Primary or secondary headache or both?

When a new headache occurs for the first time in close temporal relation to a vascular disorder, it is coded as a secondary headache attributed to the vascular disorder. This is also true if the headache has the characteristics of migraine, tension-type headache or cluster headache. When a pre-existing primary headache is made worse in close temporal relation to a vascular disorder, there are two possibilities, and judgment is required. The patient can either be given only the diagnosis of the pre-existing primary headache or be given both this diagnosis and the diagnosis of headache attributed to the vascular disorder. Factors that support adding the latter diagnosis are: a very close temporal relation to the vascular disorder, a marked worsening of the pre-existing headache, very good evidence that the vascular disorder can aggravate the primary headache and, finally, improvement of the headache after the acute phase of the vascular disorder.

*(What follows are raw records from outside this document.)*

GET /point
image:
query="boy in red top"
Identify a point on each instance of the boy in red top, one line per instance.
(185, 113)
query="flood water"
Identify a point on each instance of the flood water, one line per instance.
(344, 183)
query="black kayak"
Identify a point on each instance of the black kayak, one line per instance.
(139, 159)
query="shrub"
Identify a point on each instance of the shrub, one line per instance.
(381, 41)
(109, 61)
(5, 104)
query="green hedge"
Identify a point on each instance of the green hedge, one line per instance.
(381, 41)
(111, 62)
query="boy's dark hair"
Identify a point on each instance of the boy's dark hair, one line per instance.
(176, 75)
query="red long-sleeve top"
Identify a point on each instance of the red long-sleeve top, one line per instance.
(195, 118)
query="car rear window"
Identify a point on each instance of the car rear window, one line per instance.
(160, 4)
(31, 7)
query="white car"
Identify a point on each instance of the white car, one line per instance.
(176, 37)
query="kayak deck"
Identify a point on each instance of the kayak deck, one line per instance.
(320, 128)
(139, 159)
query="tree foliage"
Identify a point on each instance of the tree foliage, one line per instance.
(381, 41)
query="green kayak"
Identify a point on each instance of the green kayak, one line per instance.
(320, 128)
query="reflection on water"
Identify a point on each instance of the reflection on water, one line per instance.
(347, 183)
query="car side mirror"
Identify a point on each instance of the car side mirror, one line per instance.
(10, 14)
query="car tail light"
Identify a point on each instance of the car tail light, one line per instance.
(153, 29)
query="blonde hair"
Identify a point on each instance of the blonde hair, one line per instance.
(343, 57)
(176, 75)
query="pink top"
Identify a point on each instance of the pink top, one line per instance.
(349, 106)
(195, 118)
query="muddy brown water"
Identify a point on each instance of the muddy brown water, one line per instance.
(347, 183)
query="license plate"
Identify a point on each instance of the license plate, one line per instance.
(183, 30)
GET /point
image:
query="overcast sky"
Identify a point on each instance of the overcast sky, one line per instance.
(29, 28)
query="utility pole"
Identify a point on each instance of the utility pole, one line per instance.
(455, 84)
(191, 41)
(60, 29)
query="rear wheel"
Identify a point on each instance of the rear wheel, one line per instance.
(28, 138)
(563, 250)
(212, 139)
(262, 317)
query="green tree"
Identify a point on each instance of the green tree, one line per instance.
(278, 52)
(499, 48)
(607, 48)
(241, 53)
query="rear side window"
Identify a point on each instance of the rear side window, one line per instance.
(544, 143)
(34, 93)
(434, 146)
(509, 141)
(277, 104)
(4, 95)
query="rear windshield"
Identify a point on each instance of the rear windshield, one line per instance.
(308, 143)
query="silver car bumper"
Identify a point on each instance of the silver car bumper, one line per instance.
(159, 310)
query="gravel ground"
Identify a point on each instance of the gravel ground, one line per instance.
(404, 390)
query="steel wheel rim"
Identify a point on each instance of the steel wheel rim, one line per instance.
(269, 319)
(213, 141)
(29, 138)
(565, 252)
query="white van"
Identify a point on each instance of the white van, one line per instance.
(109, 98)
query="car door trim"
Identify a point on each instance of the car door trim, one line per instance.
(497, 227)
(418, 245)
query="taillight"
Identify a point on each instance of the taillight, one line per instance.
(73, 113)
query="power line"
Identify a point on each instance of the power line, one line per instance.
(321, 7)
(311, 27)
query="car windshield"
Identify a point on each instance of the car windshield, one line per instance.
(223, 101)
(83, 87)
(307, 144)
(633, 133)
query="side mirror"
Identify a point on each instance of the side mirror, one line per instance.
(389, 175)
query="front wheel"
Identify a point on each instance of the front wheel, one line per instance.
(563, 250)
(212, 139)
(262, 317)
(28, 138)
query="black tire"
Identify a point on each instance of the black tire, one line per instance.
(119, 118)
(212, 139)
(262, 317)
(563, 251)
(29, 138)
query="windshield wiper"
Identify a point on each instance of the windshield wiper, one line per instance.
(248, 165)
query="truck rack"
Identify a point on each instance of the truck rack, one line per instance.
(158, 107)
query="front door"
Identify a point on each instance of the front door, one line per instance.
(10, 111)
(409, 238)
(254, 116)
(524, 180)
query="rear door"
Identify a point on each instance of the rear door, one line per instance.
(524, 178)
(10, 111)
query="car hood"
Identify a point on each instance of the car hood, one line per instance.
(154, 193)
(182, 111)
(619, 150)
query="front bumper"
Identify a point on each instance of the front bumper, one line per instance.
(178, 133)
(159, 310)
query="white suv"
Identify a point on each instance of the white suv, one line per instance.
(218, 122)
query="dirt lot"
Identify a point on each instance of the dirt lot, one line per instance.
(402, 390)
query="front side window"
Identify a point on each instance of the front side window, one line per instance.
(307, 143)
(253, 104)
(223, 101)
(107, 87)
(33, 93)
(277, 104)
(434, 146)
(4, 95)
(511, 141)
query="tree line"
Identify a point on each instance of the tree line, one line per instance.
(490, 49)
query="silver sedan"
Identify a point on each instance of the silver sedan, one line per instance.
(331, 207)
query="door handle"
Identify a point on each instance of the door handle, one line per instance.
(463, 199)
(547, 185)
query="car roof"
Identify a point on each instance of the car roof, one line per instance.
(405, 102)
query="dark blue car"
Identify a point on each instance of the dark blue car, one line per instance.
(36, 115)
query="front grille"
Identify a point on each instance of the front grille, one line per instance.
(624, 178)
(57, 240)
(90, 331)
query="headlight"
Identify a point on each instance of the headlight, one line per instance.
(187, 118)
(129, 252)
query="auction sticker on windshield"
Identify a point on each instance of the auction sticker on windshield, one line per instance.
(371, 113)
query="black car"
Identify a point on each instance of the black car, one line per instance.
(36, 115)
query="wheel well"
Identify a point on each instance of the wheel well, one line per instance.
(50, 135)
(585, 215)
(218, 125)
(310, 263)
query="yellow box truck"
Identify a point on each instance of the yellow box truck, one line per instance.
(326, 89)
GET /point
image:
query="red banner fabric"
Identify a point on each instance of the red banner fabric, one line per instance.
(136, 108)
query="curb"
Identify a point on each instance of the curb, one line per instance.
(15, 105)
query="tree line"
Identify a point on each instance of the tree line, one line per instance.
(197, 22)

Definite, probable or chronic?

A diagnosis of Headache attributed to vascular disorder usually becomes definite only when the headache resolves or greatly improves within a specified time after its onset or after the acute phase of the disorder. When this is not the case, or before the specified time has elapsed, a diagnosis of Headache probably attributed to vascular disorder is usually applied. The alternative, when headache does not resolve or greatly improve after 3 months, is a diagnosis of A6.8 Chronic post-vascular-disorder headache. This is described only in the appendix as such headaches have been poorly documented, and research is needed to establish better criteria for causation.

Introduction

The diagnosis of headache and its causal link is easy in most of the vascular conditions listed below because the headache presents both acutely and with neurological signs and because it often remits rapidly. The close temporal relationship between the headache and these neurological signs is therefore crucial to establishing causation.

In many of these conditions, such as ischaemic or haemorrhagic stroke, headache is overshadowed by focal signs and/or disorders of consciousness. In others, such as subarachnoid haemorrhage, headache is usually the prominent symptom. In a number of other conditions that can induce both headache and stroke, such as dissections, cerebral venous thrombosis, giant cell arteritis and central nervous system angiitis, headache is often an initial warning symptom. It is therefore crucial to recognise the association of headache with these disorders in order to diagnose correctly the underlying vascular disease and start appropriate treatment as early as possible, thus preventing potentially devastating neurological consequences.

All of these conditions can occur in patients who have previously suffered a primary headache of any type. A clue that points to an underlying vascular condition is the onset, usually sudden, of a new headache, so far unknown to the patient. Whenever this occurs, vascular conditions should urgently be looked for.

For all vascular disorders listed here, the diagnostic criteria include whenever possible:

  1. Headache with one (or more) of the stated characteristics (if any are known) and fulfilling criteria C and D
  2. Major diagnostic criteria of the vascular disorder
  3. The temporal relationship of the association with, and/or other evidence of causation by, the vascular disorder
  4. Improvement or disappearance of headache within a defined period1 after its onset or after the vascular disorder has remitted or after its acute phase

Note:

  1. For headache attributed to some vascular disorders, criterion D is not indicated because there are not enough data to give any time limit for improvement or disappearance of the headache.